For Your New Pet Rabbit
RABBIT PROOFING: Your home should be rabbit proofed before you bring the rabbit into her new environment. Cover cords with hard plastic covers, split flex tubing, PVC pipe, or computer cord covers.
HOUSING: A cage or pen can be used for the rabbit's living quarters. The cage should be large enough for your rabbit to move around freely at her adult body size. There should also be room enough to contain a litterbox and food bowls. A standup pen is easily rearranged to fit your rabbit's needs and it allows your rabbit more mobility than a cage.
LITTER BOX: Be prepared to start with several litter boxes until the rabbit is house broken. One can start with cookie sheets so the rabbit does not have to make much of an effort. When your rabbit uses the litter box successfully, change to a larger pan.
LITTER: The litter should be dust free and safe for the rabbit if ingested. The best litters are organic and are plant fiber, recycled paper, hardwood, or citrus based. Some brands to look for are Carefresh, Natural Harmony, Good Mews, Crown, Citrafresh, Critter Country, Aspen Fresh, and Feline Pine. Alternatively, you can use wood stove pellets or simply line the litter box with newspaper and top with hay or straw.
BOWLS: You will want three heavy bowls; one each for pellets, fresh vegetables and water. Heavy, flat-bottomed bowls work best so the rabbit cannot tip them. Do not get bowls that are too large as the rabbit may choose to sit in them and contaminate their contents.
HAY RACK: A hayrack can be placed on the side of the cage. This keeps the hay from becoming contaminated.
WATER CONTAINER: A water bottle is the best way to keep the water fresh and clean. Use a water bottle with the double ball system. This kind does not seem to stick or drip as often. Remember to check the bottle regularly to ensure it is not sticking. Supplying a water bowl is also recommended. This will increase your rabbit's water consumption and allow her to use what she prefers. If one is knocked over or sticks the other is available.
RESTING BOARD: This is a necessity if the rabbit is to spend time in a cage with a wire bottom. The board should be at least twice the size of the rabbit. Other ideas include: straw doormats (sea grass), floor tile (also used to give rabbit a cool place to lie in summer months) and carpet (if the bunny does not chew on fibers). Cardboard works well until the rabbit is litter box trained.

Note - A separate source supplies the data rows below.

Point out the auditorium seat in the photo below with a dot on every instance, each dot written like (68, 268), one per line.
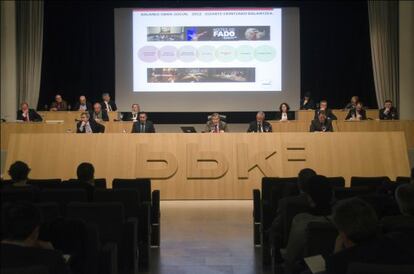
(133, 209)
(113, 229)
(143, 186)
(373, 182)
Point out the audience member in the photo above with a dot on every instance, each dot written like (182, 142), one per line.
(357, 113)
(19, 172)
(82, 104)
(99, 114)
(59, 104)
(307, 102)
(107, 104)
(388, 112)
(215, 125)
(143, 126)
(359, 239)
(283, 114)
(260, 125)
(21, 247)
(321, 123)
(27, 114)
(323, 106)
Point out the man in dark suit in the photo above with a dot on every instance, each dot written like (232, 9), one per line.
(323, 106)
(321, 123)
(260, 125)
(21, 247)
(388, 112)
(359, 240)
(133, 115)
(107, 104)
(307, 102)
(87, 125)
(98, 114)
(143, 126)
(27, 114)
(82, 104)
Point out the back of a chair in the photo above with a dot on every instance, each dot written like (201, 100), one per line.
(143, 186)
(18, 194)
(363, 268)
(320, 238)
(369, 181)
(337, 181)
(108, 217)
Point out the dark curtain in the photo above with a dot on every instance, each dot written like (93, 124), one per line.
(79, 58)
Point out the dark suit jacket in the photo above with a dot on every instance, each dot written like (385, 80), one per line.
(317, 126)
(391, 115)
(267, 127)
(376, 251)
(111, 103)
(309, 105)
(19, 256)
(96, 128)
(63, 105)
(352, 112)
(105, 116)
(33, 116)
(291, 115)
(88, 106)
(149, 127)
(328, 112)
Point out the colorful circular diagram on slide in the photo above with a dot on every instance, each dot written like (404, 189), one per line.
(225, 54)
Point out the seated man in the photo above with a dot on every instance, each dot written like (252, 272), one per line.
(323, 106)
(359, 240)
(133, 115)
(143, 126)
(21, 247)
(388, 112)
(27, 114)
(352, 103)
(98, 114)
(321, 123)
(59, 104)
(19, 172)
(107, 104)
(83, 105)
(215, 125)
(358, 113)
(87, 125)
(260, 125)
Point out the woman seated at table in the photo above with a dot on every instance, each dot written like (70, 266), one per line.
(358, 113)
(284, 114)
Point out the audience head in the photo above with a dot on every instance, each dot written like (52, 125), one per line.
(106, 97)
(355, 220)
(215, 118)
(260, 116)
(85, 172)
(320, 192)
(135, 108)
(21, 222)
(24, 106)
(97, 107)
(323, 105)
(142, 117)
(284, 107)
(405, 199)
(388, 104)
(19, 171)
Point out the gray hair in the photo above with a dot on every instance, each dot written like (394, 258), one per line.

TOYS: Toys are important not only for stimulation but also to keep the rabbit out of trouble. Ideas include: wood bird toys, hard plastic baby toys (rattles, key rings), wire cat balls, a towel to push and bunch, empty paper towel or toilet paper rolls, cardboard boxes made into forts and tunnels... Use your imagination.
PELLETED FEED: Pellets should be high quality and contain at least 16% fiber. Store in an airtight container and the pellets will last approximately six months. Pellets can be stored in the freezer and thawed when needed. Do not feed "gourmet" brand food as the rabbit will soon learn to pull out the goodies and leave the pellets.